GUADEC: Danny O'Brien on privacy, encryption, and the desktop
Posted Aug 4, 2010 16:15 UTC (Wed) by
gmaxwell (subscriber, #30048)
Parent article:
GUADEC: Danny O'Brien on privacy, encryption, and the desktop
Sometimes security is locked in a trade-off with convenience. But often it's not: In most cases you can have some security (if not maximal security) without any impact on convenience at all.
This is especially relevant for the developers of protocols. Any protocol can be designed to transparently use and mandate encryption. The work required to develop this is small because there are already many libraries that implement the hard parts, and the computation required is irrelevant for most protocols. And yet... we often don't bother "if the user needs crypto, they can tunnel it" but thats rubbish, the user doesn't understand all the risks they face and even if they do it's unlikely that everyone that they communicate with shares the same concerns.
Even without authentication, which can't be provided without at least a small imposition on the user, automatically keyed encryption provides enormous protection: It forces any attacker into an active attack which are much more easily detected, prosecuted, or avoided and much harder to implement. Simple unauthenticated encryption also greatly frustrates panopticon-style monitor-everything surveillance.
If you're worried the encryption without authentication may give the user a false sense of security then simply _don't tell the user that they have encryption_. Protection is still valuable even if the user doesn't know about it, it discourages the creation of unlawful eavesdropping infrastructures by reducing their value so used widely enough it even protects people who don't use it.
The OTR protocol is a great example of this mindset (ignoring the bug with multiple logins). Painless, transparent, always on encryption plus optional authentication which is very easy to use.
HTTP security as implemented in browswers today an example of a failed attempt. No security at all for the vast majority of connections because getting security is costly and annoying. Worst, In spite of compromising basic privacy for sake of always getting authentication it's still completely vulnerable to an active attacker because users usually begin on a HTTP page and won't notice the lack of encryption.
As developers I think we have an ethical obligation to bake these kinds of mandatory security measures into our applications and protocols.

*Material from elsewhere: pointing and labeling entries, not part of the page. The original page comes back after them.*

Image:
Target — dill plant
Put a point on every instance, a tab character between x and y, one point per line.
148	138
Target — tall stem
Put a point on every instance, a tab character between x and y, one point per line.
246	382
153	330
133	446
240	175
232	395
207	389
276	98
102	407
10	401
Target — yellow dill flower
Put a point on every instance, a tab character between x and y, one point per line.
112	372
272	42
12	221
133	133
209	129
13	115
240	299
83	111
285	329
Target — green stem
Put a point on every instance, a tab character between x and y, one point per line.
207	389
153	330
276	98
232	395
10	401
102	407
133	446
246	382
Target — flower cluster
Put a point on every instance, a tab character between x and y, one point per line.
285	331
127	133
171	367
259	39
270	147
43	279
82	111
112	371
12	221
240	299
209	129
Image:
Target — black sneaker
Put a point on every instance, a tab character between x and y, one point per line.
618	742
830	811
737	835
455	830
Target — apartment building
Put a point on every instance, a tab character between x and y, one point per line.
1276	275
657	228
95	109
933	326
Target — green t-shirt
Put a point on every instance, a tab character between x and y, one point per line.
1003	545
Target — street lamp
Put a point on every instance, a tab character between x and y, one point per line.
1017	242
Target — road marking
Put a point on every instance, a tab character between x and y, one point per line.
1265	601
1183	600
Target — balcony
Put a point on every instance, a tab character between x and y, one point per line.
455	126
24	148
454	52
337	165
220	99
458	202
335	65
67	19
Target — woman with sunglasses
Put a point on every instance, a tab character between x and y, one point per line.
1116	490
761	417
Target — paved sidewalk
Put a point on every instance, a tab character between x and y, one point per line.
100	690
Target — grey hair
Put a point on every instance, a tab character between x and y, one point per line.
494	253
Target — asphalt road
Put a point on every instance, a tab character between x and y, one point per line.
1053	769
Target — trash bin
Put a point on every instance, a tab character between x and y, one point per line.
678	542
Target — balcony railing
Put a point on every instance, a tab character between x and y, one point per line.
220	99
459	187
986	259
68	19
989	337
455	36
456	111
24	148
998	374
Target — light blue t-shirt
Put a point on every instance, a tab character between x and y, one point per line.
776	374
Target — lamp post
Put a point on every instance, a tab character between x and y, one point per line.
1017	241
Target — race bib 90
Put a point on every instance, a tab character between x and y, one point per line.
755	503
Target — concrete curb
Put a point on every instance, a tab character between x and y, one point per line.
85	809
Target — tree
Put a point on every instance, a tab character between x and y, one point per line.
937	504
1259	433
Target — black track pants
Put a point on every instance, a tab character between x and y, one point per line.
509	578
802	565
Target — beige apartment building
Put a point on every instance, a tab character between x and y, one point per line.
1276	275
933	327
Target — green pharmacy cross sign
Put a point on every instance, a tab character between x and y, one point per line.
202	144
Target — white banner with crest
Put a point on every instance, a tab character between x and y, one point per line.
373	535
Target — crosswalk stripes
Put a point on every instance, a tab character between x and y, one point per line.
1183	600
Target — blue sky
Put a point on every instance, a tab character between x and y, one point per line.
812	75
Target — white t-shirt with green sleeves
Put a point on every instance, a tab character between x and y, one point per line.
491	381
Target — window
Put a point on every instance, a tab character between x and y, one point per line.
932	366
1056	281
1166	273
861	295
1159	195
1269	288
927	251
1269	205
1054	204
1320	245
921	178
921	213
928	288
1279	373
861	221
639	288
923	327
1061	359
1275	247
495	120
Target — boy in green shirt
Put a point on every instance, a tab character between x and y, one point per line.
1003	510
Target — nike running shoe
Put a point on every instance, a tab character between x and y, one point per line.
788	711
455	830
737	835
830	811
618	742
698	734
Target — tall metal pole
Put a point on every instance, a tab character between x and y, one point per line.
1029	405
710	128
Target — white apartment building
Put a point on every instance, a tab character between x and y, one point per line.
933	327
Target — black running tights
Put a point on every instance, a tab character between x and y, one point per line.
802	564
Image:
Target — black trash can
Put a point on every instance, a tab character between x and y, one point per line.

Asking the user to take the cost of using these security measures and convincing all their friends to use them is little better than not having them at all.
In the past the Telepathy developers have responded to calls for OTR support in a shameful manner: Mocking people that ask for it as paranoids and pushing some cumbersome certificate based alternative which doesn't provide the right security properties and doesn't provide them in a way which will be useful for anyone.
I hope Danny's presentation made some progress in convincing people in the error of their ways.